Recklinghausen's disease, photo: panthermedia
Pregnancy conditions in Recklinghausen's disease
Pregnancy in women affected by neurofibromatosis type I should be treated as a pregnancy of special concern. The mother-to-be should not only be under the constant supervision of an obstetrician, but also doctors of other specialities, e.g. an ophthalmologist and a neurologist.
The treatment of pregnant women diagnosed with Recklinghausen's disease depends on the symptoms present and the severity of the clinical condition. Most often, therapy is limited to symptomatic treatment only. Due to the variety of symptoms of the disease, difficulties arise in differentiating them from symptoms resulting from pregnancy. Sacral pain, hypertension or visual disturbances often occurring during pregnancy should therefore be consulted for this disease.

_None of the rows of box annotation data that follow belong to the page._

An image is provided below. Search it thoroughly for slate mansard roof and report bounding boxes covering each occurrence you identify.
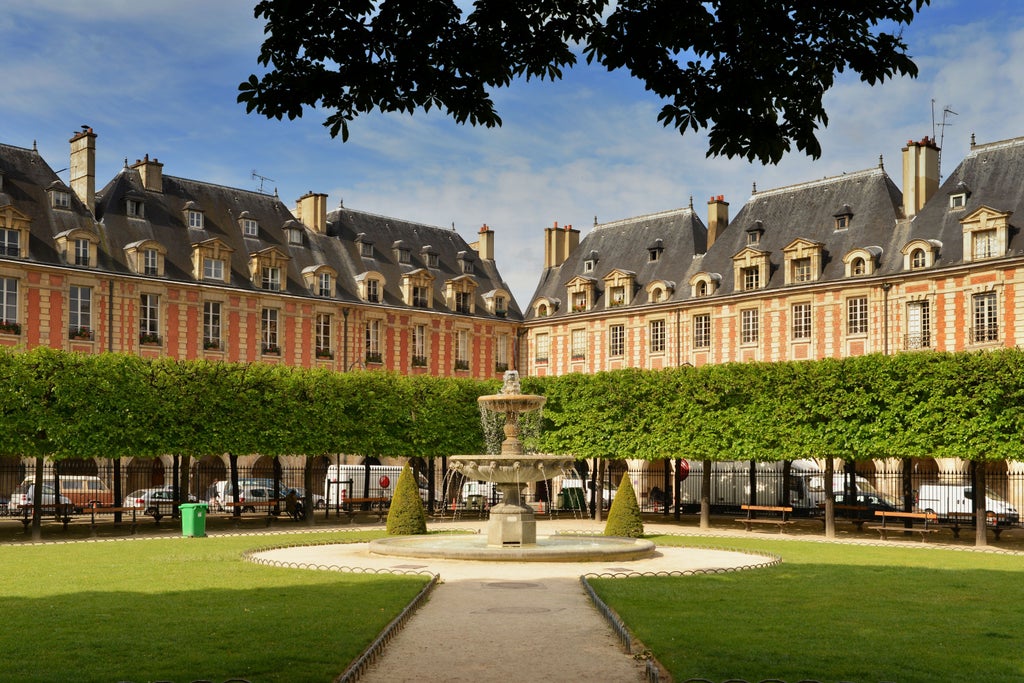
[0,144,521,321]
[526,207,708,318]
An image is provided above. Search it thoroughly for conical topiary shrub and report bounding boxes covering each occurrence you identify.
[387,464,427,536]
[604,474,643,539]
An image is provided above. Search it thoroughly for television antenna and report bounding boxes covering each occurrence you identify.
[252,169,273,195]
[932,98,959,181]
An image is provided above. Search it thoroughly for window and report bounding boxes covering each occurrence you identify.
[316,272,333,296]
[0,278,22,334]
[455,330,469,370]
[608,325,626,355]
[68,285,92,339]
[906,301,932,348]
[793,258,811,283]
[203,301,220,349]
[413,325,427,368]
[495,335,509,373]
[52,190,71,209]
[971,292,999,344]
[260,266,281,292]
[739,308,761,344]
[534,332,551,362]
[572,292,587,313]
[142,249,160,275]
[138,294,160,344]
[647,321,665,353]
[315,313,334,358]
[793,303,811,340]
[846,297,867,335]
[413,286,428,308]
[570,330,587,360]
[910,249,928,270]
[739,265,761,292]
[203,258,224,281]
[971,229,1001,260]
[0,228,22,256]
[365,321,384,362]
[693,313,711,348]
[260,308,281,353]
[75,238,89,265]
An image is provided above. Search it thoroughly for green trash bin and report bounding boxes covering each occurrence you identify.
[178,503,207,538]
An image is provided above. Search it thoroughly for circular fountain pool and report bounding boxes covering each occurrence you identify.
[370,533,654,562]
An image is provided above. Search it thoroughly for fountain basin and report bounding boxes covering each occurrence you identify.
[370,533,654,562]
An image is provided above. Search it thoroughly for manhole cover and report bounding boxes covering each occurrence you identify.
[485,581,541,588]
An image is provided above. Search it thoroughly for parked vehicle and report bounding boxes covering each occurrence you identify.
[124,486,198,515]
[918,483,1020,526]
[7,482,75,515]
[22,474,114,512]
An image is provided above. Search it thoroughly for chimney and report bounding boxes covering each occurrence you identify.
[68,126,96,216]
[470,223,495,261]
[707,195,729,249]
[544,221,580,268]
[132,155,164,193]
[295,190,327,234]
[903,136,939,218]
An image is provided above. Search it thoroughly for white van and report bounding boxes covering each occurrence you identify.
[918,483,1020,526]
[324,465,427,508]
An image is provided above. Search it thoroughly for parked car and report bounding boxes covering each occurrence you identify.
[124,486,199,515]
[7,483,75,515]
[282,486,327,510]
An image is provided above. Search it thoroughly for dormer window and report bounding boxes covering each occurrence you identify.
[833,204,853,230]
[647,240,665,263]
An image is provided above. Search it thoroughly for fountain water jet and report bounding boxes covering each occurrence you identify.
[370,370,654,561]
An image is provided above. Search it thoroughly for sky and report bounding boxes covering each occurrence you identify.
[0,0,1024,307]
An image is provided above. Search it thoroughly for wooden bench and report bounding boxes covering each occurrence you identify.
[868,510,939,541]
[17,503,75,533]
[736,505,793,533]
[342,497,391,523]
[945,512,1004,541]
[82,505,164,536]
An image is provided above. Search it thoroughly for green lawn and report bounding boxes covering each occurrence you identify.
[0,532,427,683]
[592,537,1024,683]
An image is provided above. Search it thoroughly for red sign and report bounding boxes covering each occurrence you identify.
[679,458,690,481]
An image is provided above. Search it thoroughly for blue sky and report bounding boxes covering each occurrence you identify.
[0,0,1024,306]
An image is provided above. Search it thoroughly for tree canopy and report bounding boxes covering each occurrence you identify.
[238,0,931,163]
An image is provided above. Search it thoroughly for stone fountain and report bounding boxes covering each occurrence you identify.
[449,370,572,548]
[369,371,654,562]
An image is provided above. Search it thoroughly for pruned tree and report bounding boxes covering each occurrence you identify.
[238,0,930,163]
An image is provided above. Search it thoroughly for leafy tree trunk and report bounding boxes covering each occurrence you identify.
[227,453,242,517]
[32,456,46,541]
[700,460,711,529]
[823,456,836,539]
[971,460,988,548]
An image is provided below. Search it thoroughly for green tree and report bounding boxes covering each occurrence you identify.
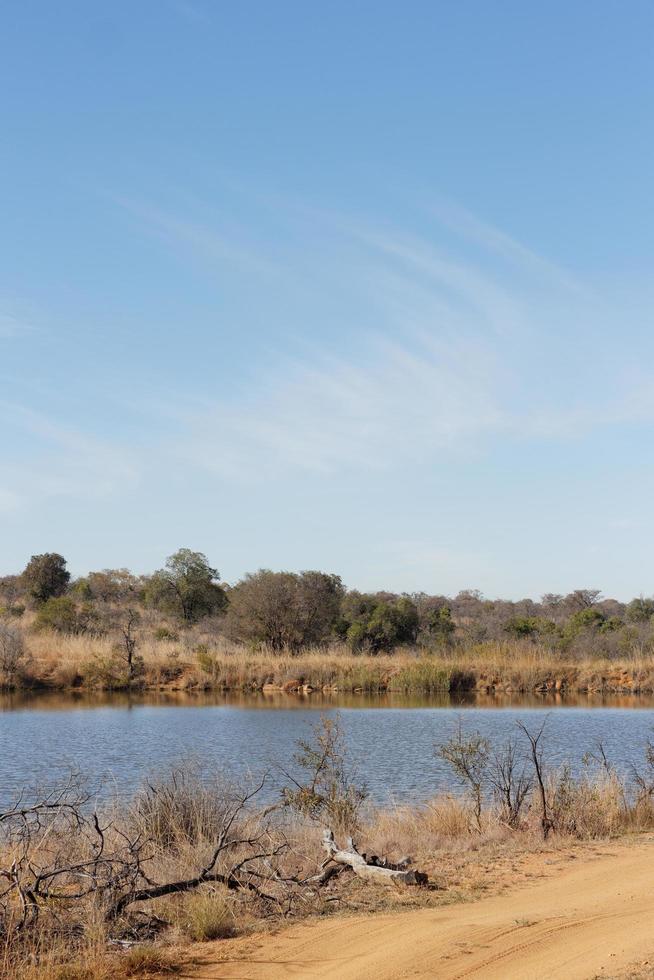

Spikes in blood pressure are particularly dangerous for pregnant women, as are other complications resulting from the presence of an adrenal tumour, one of the symptoms of Recklinghausen's disease. The tumour can cause adrenal hyperfunction, posing a threat to the normal development of the pregnancy. In women with symptoms of hyperadrenalism, pregnancy can be complicated by miscarriage, preterm delivery, intrauterine growth disorders and even intrauterine fetal death. The coexistence of an adrenal tumour with pregnancy is very rare due to the fact that women diagnosed with a tumour often develop hormonal problems causing, among other things, blocked ovulation and thus difficulties in getting pregnant. As the amount of circulating blood and the minute ejection capacity of the heart increases during a physiological pregnancy, pregnant women often have problems with normal blood pressure. The additional burden of pressure surges due to the presence of a tumour increases the risk of abnormal placental blood flow and thus abnormal fetal oxygenation and nutrition, leading to intrauterine fetal stunting. Any sudden increase in pressure poses a risk to both mother and foetus. Its most dangerous complication is eclampsia, which is the most common cause of maternal and fetal death.
Care and treatment
Special care is required for pregnant women with neurofibromatosis type I who develop epileptic seizures as a result of nerve compression by nodules. A pregnant woman with epileptic symptoms requires appropriate pharmacological treatment and supervision by a neurologist. Epileptic seizures occurring during pregnancy or childbirth increase the risk of mechanical injury to the mother and the foetus and may also cause intrauterine hypoxia. The increased risk of malformations, most commonly defects of the nervous system and heart, in the children of mothers with epilepsy is most likely influenced by the teratogenic effects of certain antiepileptic drugs rather than the seizures themselves. Women with epilepsy are much more likely to have preterm births, as well as other complications of pregnancy, such as premature detachment of the placenta or spontaneous abortion. More often, pregnancies in women with epilepsy end in caesarean sections or surgical deliveries.
Recklinghausen's disease, like most genetic diseases, is incurable and no possibility of correcting this gene mutation has yet been found. Due to rapid advances in genetics, it may be possible in the future to correct the damaged gene with appropriate gene therapy. At present, the only option is to prevent the transmission of the defective gene to the next generation, to inform future parents of the risks associated with its transmission and to extend early prevention to those who have such a gene.